La bella addormentata, illustrazione di Gustave Doré del 1867


Può stupire constatare come la versione di Disney abbia fatto poco o nulla per ricodificare questa fiaba, di fatto ancora fedele alla trama ottocentesca dei fratelli Grimm, con la sola aggiunta di una splendida strega cattiva: vera protagonista della vicenda. Allargarsi ad affermare che l’America di Disney potesse trovarsi perfettamente a suo agio nella sensibilità ottocentesca dei Grimm è certamente esagerato, ma ritenere che quella fosse ancora la versione che la maggior parte del pubblico avesse piacere di sentirsi raccontata non è del tutto fuori luogo.

In quest’ottica allora si fa più eloquente il più recente e terribilmente trash Maleficent, che non solo prende le parti della malvagia, ma fa anche intendere come la sua indole tenebrosa sia derivata dalla violenza che un uomo le ha rivolto. Un cambio di posizionamento non da poco, che in modo melenso ancorché pregevole, affolla la metà campo disertata da secoli della principessa e le permette, finalmente, di agire. Rimane l’ultima delle costrizioni: se dal titolo del film pare dimenticata la vicenda letargica della bionda quasi protagonista, resta ben impresso il secondo imperativo che ha tenuto secolarmente in piedi la fiaba: la bellezza. Può sembrare inutilmente polemico mettere il dito su questo dettaglio, ma non lo è se si tiene in considerazione che in tutte le versioni della storia, l’unica virtù rimasta inespugnata è proprio l’avvenenza della protagonista.
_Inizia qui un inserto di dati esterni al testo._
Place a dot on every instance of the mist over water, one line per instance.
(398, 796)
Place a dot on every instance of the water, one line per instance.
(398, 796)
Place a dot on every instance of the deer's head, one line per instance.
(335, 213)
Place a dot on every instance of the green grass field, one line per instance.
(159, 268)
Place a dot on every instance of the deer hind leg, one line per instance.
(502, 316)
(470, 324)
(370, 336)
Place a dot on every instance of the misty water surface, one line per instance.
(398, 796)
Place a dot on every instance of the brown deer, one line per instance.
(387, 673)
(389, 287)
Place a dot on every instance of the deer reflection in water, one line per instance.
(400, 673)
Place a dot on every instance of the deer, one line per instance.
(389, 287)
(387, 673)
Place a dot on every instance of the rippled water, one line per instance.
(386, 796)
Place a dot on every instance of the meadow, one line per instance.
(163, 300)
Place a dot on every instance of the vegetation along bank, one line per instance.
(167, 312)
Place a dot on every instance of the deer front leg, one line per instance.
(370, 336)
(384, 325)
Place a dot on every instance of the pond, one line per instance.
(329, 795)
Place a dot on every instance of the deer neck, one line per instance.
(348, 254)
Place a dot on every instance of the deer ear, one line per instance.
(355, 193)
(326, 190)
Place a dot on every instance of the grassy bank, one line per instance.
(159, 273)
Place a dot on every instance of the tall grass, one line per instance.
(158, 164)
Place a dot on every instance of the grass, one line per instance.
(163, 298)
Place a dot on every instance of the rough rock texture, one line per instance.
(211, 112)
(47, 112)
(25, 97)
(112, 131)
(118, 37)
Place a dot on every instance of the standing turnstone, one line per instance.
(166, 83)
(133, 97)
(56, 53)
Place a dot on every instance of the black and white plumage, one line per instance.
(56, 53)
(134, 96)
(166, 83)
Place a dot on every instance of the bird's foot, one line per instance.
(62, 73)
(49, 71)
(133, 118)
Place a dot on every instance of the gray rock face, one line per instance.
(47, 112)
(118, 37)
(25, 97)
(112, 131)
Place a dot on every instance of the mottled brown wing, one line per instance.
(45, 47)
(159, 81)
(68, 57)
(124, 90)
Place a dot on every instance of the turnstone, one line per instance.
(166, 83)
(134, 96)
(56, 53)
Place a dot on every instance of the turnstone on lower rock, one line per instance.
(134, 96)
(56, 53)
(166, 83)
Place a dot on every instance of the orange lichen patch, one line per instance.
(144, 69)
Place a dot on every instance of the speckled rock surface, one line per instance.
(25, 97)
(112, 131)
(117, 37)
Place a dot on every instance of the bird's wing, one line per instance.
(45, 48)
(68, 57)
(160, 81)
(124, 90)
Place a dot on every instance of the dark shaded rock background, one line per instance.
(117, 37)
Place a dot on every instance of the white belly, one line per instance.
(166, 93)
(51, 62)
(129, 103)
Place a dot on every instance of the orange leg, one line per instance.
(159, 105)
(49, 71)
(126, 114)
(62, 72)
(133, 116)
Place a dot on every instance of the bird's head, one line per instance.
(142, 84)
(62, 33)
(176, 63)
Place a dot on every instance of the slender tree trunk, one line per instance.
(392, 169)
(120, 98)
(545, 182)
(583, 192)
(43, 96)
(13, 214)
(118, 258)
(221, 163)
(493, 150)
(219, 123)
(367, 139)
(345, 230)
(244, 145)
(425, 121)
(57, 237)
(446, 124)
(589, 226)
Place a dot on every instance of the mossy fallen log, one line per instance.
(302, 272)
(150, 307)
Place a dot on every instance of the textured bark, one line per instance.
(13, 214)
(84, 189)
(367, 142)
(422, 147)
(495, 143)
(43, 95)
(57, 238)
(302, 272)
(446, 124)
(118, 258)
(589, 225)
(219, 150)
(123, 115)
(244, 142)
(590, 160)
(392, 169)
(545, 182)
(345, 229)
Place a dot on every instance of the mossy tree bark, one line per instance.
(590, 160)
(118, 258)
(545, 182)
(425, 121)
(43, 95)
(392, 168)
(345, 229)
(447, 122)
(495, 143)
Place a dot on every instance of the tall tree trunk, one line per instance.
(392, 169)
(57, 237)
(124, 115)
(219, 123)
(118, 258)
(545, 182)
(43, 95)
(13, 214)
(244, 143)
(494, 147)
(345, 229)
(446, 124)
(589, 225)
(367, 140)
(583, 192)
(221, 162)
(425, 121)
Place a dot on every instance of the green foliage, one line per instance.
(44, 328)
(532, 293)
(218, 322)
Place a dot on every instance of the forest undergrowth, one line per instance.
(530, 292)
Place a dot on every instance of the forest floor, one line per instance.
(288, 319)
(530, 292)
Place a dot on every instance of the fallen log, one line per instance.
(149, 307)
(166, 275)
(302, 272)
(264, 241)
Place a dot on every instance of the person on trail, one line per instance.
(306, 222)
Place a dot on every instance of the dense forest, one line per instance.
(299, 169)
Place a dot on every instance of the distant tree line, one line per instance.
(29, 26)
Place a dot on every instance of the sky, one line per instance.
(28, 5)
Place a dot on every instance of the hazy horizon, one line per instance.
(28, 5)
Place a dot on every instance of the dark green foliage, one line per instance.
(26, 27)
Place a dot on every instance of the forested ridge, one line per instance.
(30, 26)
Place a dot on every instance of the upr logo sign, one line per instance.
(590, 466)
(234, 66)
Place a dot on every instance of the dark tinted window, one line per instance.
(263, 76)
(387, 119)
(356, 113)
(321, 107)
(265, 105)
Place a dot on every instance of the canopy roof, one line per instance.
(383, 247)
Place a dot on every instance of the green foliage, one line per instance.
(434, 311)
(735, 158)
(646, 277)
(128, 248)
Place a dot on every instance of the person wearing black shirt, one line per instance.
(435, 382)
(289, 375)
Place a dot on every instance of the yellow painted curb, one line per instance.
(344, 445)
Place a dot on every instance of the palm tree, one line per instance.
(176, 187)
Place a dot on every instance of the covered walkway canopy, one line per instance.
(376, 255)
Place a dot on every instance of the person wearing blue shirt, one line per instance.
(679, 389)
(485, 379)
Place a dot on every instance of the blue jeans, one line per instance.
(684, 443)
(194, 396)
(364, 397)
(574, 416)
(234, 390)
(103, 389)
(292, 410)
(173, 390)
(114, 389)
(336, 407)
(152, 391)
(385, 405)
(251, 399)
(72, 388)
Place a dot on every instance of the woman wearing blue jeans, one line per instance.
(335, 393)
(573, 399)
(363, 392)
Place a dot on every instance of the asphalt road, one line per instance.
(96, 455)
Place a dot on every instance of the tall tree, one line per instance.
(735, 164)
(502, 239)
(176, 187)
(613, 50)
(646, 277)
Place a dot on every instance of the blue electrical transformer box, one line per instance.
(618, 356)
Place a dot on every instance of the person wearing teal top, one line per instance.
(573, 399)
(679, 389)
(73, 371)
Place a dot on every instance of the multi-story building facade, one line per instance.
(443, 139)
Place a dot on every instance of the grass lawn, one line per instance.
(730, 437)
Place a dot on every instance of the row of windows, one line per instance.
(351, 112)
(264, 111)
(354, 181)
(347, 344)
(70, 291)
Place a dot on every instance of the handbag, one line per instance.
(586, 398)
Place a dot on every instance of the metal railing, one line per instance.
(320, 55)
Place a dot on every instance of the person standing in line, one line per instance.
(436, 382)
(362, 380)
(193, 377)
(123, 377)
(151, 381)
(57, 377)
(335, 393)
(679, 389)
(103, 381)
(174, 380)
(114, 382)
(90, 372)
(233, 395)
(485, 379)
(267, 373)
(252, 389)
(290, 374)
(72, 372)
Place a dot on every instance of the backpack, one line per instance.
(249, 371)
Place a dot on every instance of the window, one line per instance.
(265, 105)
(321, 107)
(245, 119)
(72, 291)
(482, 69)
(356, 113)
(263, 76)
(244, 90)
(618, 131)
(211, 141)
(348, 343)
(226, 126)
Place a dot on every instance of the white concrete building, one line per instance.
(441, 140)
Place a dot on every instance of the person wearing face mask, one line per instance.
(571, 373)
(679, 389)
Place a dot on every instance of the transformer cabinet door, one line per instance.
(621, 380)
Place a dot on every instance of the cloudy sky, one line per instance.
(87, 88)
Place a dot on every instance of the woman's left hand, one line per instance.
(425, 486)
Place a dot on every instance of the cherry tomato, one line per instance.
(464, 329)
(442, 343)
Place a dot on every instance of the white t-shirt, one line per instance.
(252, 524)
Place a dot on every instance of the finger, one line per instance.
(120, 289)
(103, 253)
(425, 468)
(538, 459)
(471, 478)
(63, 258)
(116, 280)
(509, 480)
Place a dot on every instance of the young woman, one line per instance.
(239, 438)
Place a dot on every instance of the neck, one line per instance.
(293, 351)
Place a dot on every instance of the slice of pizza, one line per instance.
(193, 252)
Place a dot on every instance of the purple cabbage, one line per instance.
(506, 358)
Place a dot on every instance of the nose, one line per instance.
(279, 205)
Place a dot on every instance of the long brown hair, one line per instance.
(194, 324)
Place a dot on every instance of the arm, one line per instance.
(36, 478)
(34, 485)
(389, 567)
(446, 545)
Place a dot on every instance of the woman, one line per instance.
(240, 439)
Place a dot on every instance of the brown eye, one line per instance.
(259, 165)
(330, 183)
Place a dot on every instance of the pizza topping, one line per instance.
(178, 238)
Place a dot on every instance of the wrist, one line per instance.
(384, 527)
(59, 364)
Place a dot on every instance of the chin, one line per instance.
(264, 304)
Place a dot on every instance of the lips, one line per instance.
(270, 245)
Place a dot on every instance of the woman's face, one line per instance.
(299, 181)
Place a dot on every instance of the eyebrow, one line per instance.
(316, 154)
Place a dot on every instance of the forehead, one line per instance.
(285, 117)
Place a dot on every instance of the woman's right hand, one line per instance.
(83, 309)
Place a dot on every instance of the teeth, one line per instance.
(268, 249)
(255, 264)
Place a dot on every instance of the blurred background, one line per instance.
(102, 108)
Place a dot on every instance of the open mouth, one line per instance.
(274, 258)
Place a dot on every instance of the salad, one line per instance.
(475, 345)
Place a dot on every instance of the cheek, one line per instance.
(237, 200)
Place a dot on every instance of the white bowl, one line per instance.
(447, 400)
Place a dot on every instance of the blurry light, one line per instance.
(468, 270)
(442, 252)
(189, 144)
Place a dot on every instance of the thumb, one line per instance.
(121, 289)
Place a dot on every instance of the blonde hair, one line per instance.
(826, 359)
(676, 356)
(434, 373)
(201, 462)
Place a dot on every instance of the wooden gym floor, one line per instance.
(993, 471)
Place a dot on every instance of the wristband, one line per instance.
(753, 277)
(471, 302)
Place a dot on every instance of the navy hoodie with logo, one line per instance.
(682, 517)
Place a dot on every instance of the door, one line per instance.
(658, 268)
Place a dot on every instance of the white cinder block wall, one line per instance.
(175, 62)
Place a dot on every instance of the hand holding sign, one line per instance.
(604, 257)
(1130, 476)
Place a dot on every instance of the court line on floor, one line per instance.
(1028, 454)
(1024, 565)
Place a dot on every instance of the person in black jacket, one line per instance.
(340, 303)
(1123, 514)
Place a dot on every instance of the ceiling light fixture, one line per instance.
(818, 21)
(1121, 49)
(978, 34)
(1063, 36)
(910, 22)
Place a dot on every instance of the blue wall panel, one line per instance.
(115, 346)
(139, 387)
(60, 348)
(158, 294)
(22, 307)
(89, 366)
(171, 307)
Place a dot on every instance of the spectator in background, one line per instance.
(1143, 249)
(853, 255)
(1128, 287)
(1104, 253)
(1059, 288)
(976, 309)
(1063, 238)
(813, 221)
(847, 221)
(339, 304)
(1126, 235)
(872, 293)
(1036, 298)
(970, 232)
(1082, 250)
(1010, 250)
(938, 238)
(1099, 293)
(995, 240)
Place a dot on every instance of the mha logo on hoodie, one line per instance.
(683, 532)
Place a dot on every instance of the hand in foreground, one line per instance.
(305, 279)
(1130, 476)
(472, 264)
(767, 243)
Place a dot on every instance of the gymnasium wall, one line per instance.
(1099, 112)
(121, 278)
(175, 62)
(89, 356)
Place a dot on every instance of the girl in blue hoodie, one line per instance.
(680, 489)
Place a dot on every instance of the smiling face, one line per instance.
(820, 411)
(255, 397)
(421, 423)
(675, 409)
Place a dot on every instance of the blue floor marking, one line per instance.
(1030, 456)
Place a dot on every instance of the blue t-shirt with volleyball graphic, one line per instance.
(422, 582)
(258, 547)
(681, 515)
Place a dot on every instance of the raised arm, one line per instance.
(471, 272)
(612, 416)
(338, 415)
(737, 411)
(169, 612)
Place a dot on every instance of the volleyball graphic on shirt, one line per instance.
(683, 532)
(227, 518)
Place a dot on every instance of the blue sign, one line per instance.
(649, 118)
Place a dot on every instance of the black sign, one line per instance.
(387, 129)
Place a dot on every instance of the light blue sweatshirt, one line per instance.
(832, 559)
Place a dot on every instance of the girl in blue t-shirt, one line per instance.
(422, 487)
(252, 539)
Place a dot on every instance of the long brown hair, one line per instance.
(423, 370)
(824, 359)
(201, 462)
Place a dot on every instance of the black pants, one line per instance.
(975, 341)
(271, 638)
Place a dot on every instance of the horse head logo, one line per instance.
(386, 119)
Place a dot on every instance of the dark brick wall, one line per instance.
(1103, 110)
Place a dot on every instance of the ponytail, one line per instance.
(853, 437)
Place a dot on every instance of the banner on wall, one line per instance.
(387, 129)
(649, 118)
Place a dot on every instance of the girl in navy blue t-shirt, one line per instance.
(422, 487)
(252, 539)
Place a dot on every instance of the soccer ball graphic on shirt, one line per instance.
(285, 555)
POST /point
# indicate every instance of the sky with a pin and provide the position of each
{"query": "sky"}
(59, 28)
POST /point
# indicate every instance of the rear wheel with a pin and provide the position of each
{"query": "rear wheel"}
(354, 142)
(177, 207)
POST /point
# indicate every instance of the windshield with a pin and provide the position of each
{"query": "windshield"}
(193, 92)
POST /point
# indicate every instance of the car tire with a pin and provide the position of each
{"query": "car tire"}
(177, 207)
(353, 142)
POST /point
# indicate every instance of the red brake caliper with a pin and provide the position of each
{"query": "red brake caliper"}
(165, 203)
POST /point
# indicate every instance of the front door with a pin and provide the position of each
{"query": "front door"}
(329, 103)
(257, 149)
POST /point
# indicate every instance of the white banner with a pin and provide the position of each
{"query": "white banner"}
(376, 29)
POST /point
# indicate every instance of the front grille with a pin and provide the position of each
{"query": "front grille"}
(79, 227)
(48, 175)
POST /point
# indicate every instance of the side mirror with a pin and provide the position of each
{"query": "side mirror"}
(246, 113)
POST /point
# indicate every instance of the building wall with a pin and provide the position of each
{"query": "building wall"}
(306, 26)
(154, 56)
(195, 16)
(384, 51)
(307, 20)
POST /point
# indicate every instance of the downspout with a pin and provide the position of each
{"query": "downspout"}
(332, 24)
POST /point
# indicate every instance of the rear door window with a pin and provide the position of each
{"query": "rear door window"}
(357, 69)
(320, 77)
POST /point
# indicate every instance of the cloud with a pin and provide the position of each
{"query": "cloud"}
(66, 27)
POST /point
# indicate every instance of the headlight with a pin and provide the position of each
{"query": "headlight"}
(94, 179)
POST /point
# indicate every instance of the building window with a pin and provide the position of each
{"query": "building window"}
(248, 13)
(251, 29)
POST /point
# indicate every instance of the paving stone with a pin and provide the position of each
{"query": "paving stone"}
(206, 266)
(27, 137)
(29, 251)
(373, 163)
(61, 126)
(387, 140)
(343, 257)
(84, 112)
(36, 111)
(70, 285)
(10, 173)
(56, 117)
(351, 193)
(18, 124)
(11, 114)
La principessa, infatti, può fare a meno del bacio, dello stupro, della gravidanza, ma non può sfuggire al più imperdonabile dei malefici: quello della bellezza, ad ogni costo.


Bibliografia

Franci, Giovanna, e Ester Zago. 1984. La bella addormentata: genesi e metamorfosi di una fiaba. Prisma 5. Bari: Dedalo.


Pavlinich, Elan Justice. “Modernity in the Middle: The Medieval Fantasy of (Coopted) Feminism in Disney’s Maleficent.” In Studies in Medievalism XXVI: Ecomedievalism, 143–60. Boydell & Brewer.


Valerio, Adriana. 2017. Maria di Nazareth: storia, tradizioni, dogmi. Farsi un’idea 262. Bologna: il Mulino.


Sanfilippo, Matteo. 1998. Il Medioevo secondo Walt Disney: come l’America ha reinventato l’età di mezzo. Roma: Castelvecchi.